`Steps`

1 .  Explore and Clean the Data

2 . Split the data into training , validation and testing

3 . Fit the initial model and evaluate

4 .  Tune hyperparameters

5 . Evaluate on a validation set

6 . Finalize the model selection and evaluate on the test set

In [54]:
import pandas as pd
import numpy as np
import seaborn as sns
import sklearn
import matplotlib.pyplot as plt
from sklearn.model_selection import train_test_split
import joblib
import warnings
# Filter out warnings
warnings.filterwarnings("ignore")



In [55]:
df = pd.read_csv("train.csv")
df.head(2)

Unnamed: 0,Id,MSSubClass,MSZoning,LotFrontage,LotArea,Street,Alley,LotShape,LandContour,Utilities,...,PoolArea,PoolQC,Fence,MiscFeature,MiscVal,MoSold,YrSold,SaleType,SaleCondition,SalePrice
0,1,60,RL,65.0,8450,Pave,,Reg,Lvl,AllPub,...,0,,,,0,2,2008,WD,Normal,208500
1,2,20,RL,80.0,9600,Pave,,Reg,Lvl,AllPub,...,0,,,,0,5,2007,WD,Normal,181500


# **Data Cleaning**


# Cleaning Numeric Column 

In [56]:
# Ensure 'float64' is in lowercase and fix inplace usage
df_numeric = df.select_dtypes(include=["int64", "float64"])

# Fill missing values in numeric columns with the median
df_numeric = df_numeric.fillna(df_numeric.median())

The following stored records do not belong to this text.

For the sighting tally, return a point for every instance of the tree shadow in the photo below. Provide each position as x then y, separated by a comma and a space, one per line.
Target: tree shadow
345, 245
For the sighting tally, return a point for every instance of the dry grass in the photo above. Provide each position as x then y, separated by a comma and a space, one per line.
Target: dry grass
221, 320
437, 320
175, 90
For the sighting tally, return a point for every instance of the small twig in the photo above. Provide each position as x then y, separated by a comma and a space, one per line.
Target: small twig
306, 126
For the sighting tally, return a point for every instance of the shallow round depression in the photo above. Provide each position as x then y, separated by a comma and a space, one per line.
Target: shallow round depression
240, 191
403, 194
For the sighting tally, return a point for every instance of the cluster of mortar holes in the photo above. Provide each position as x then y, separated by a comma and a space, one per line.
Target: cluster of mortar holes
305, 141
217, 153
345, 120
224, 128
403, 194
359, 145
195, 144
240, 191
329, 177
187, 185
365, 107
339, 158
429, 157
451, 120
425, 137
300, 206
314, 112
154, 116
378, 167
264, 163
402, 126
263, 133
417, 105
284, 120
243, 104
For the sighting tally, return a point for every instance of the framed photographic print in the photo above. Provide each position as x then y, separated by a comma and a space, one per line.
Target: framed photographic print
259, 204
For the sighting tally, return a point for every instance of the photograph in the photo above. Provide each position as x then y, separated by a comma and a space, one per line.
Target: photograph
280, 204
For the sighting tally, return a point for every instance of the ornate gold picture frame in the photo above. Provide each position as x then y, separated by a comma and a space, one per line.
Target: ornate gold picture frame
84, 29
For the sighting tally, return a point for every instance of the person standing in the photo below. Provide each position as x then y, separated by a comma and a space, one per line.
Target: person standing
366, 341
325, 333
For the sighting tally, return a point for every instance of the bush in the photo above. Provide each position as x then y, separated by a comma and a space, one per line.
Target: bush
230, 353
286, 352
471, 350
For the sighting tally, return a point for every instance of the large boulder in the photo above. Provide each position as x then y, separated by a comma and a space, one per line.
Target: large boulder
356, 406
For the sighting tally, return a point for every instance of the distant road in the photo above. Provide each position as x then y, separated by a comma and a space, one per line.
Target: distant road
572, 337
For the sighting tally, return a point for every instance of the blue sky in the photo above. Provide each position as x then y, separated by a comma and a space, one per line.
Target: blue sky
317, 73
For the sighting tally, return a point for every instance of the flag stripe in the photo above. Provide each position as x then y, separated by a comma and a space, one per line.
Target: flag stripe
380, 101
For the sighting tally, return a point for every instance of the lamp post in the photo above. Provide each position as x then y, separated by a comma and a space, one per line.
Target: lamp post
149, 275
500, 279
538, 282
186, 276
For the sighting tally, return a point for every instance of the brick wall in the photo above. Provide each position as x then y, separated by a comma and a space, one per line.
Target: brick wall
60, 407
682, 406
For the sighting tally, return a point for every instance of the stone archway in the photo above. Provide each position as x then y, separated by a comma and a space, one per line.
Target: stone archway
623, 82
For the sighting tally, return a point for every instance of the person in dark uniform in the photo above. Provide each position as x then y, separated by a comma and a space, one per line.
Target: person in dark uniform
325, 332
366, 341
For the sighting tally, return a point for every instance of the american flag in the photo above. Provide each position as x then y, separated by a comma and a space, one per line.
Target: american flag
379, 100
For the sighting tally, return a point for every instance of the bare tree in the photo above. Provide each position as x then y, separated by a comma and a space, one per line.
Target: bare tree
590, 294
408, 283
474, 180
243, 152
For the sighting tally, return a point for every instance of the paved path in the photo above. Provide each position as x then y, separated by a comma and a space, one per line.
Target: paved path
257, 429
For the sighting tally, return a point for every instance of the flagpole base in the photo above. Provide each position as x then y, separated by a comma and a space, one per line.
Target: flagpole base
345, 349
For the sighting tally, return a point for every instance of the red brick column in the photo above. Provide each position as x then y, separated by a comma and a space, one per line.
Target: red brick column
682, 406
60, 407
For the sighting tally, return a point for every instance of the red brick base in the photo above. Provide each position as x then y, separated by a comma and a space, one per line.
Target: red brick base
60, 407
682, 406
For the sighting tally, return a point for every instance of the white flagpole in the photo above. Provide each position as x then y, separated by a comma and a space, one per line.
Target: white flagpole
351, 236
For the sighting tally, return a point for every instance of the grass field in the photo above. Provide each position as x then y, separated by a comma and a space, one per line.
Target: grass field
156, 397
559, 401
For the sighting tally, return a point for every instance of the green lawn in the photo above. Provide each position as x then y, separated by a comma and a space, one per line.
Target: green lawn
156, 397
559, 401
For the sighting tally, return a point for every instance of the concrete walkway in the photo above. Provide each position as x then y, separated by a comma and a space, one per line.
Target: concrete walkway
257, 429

# If you want to apply the changes back to your original DataFrame:
df.update(df_numeric)


# **Clean object Column by turning it into category and used .codes to turn it into numbers**

In [57]:
df_object = df.select_dtypes(include='object')

# Convert object columns to categorical, then into numeric codes
for key in df_object.columns:
    df[key] = pd.Categorical(df_object[key]).codes+1 # Adding 1 to avoid -1 for 'Unknown'

# Update the original dataframe with the encoded values 
df.update(df)
    

In [58]:
if df.isna().sum().any() > 0:
    print("There is still null values in the Dataset")
else:
    print("No null Values in the dataset")

No null Values in the dataset


# **Split the data into training , validation and testing**

In [59]:
# splitting data into x and y 
x = df.drop("SalePrice" , axis=1)
y = df.SalePrice


In [60]:
#splitting x and y in training and test set
x_train, x_test ,y_train , y_test = train_test_split(x , y, 
                                                      test_size= 0.4,
                                                      random_state = 42)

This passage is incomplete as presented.